The rise in obesity and related metabolic disorders is a significant global health crisis, largely driven by lifestyle factors associated with the so-called Western diet. This diet, characterised by high levels of sugar, salt, fat and calories, combined with an increasingly sedentary lifestyle, exposes a large proportion of the world's population to environmental stressors that severely impact metabolic health. One of the most worrying consequences of this lifestyle is the disruption of glucose homeostasis - a critical process that ensures stable blood glucose levels through the coordinated action of various tissues, hormones and neural circuits.
Maintaining glucose levels within a narrow, healthy range is essential to provide energy for cells while avoiding harmful spikes or drops in blood glucose. However, in people who are obese, an important complication occurs: the loss of insulin sensitivity in metabolically active tissues such as skeletal muscle and the liver. This condition, known as insulin resistance, leads to elevated blood glucose levels, a hallmark of type 2 diabetes and a major risk factor for other serious health complications.
At the heart of this metabolic dysfunction are two intracellular organelles, the endoplasmic reticulum (ER) and mitochondria. These organelles play critical roles in cellular function, but their activities are significantly disrupted by the high-fat, high-calorie Western diet. This disruption affects intracellular signalling processes that are crucial for maintaining cellular function and metabolic balance. Historically, the roles of the ER and mitochondria in the development of metabolic diseases have been studied independently.
However, recent research has shown that these organelles are deeply interconnected, both physically and metabolically, through structures known as mitochondria-associated ER membranes (MAMs). These MAMs facilitate direct communication between the ER and mitochondria, supporting inter-organelle signalling that is essential for dynamic metabolic regulation.

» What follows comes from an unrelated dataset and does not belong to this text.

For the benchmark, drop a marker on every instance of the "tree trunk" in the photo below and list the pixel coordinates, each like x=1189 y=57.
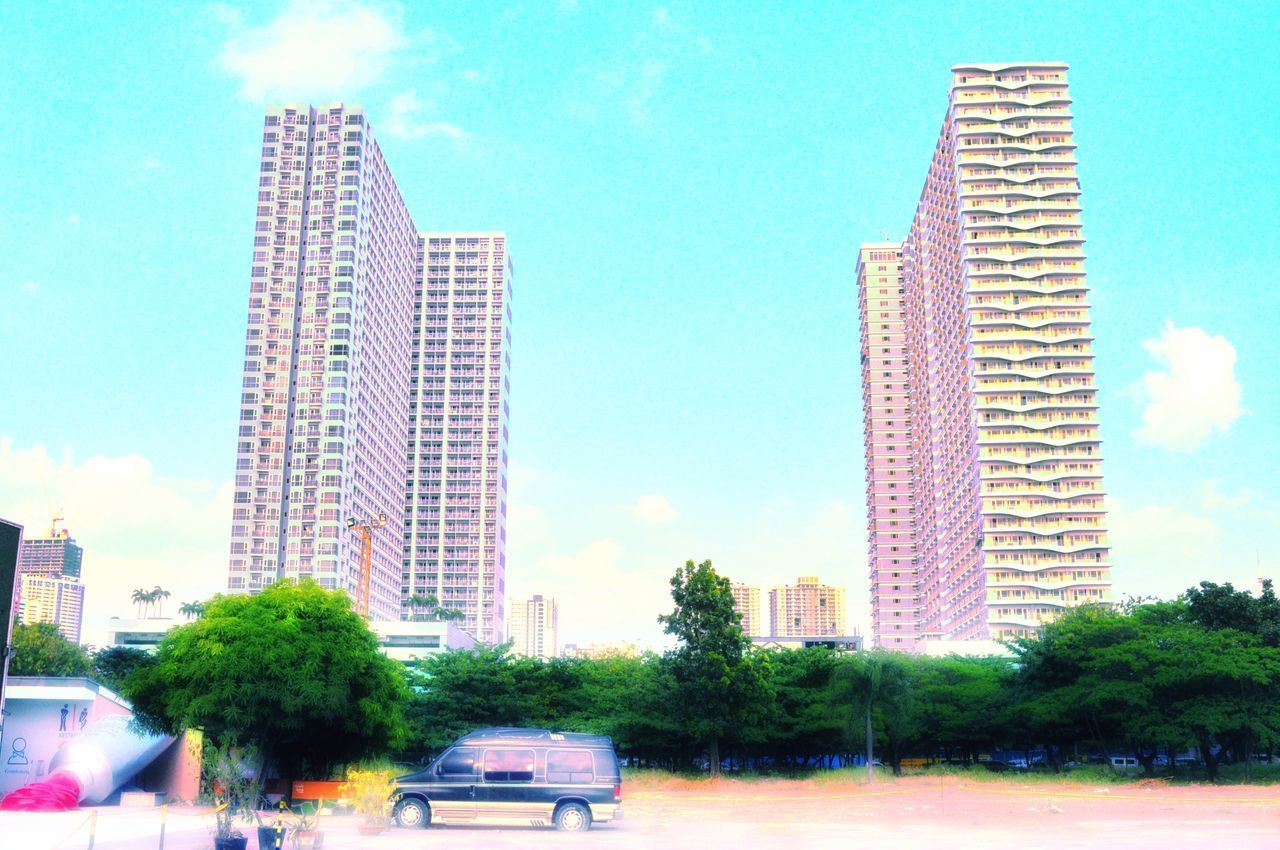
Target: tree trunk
x=869 y=769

The primary aim of the project is to investigate and elucidate the role of MAMs in the context of metabolic diseases such as obesity and diabetes. By understanding how miscommunication between the ER and mitochondria contributes to insulin resistance and metabolic dysfunction, the project aims to identify new molecular targets for therapeutic intervention. This research is not only crucial to advancing the scientific understanding of metabolic diseases, but also has significant potential to inform public health strategies and reduce the burden of these diseases on healthcare systems.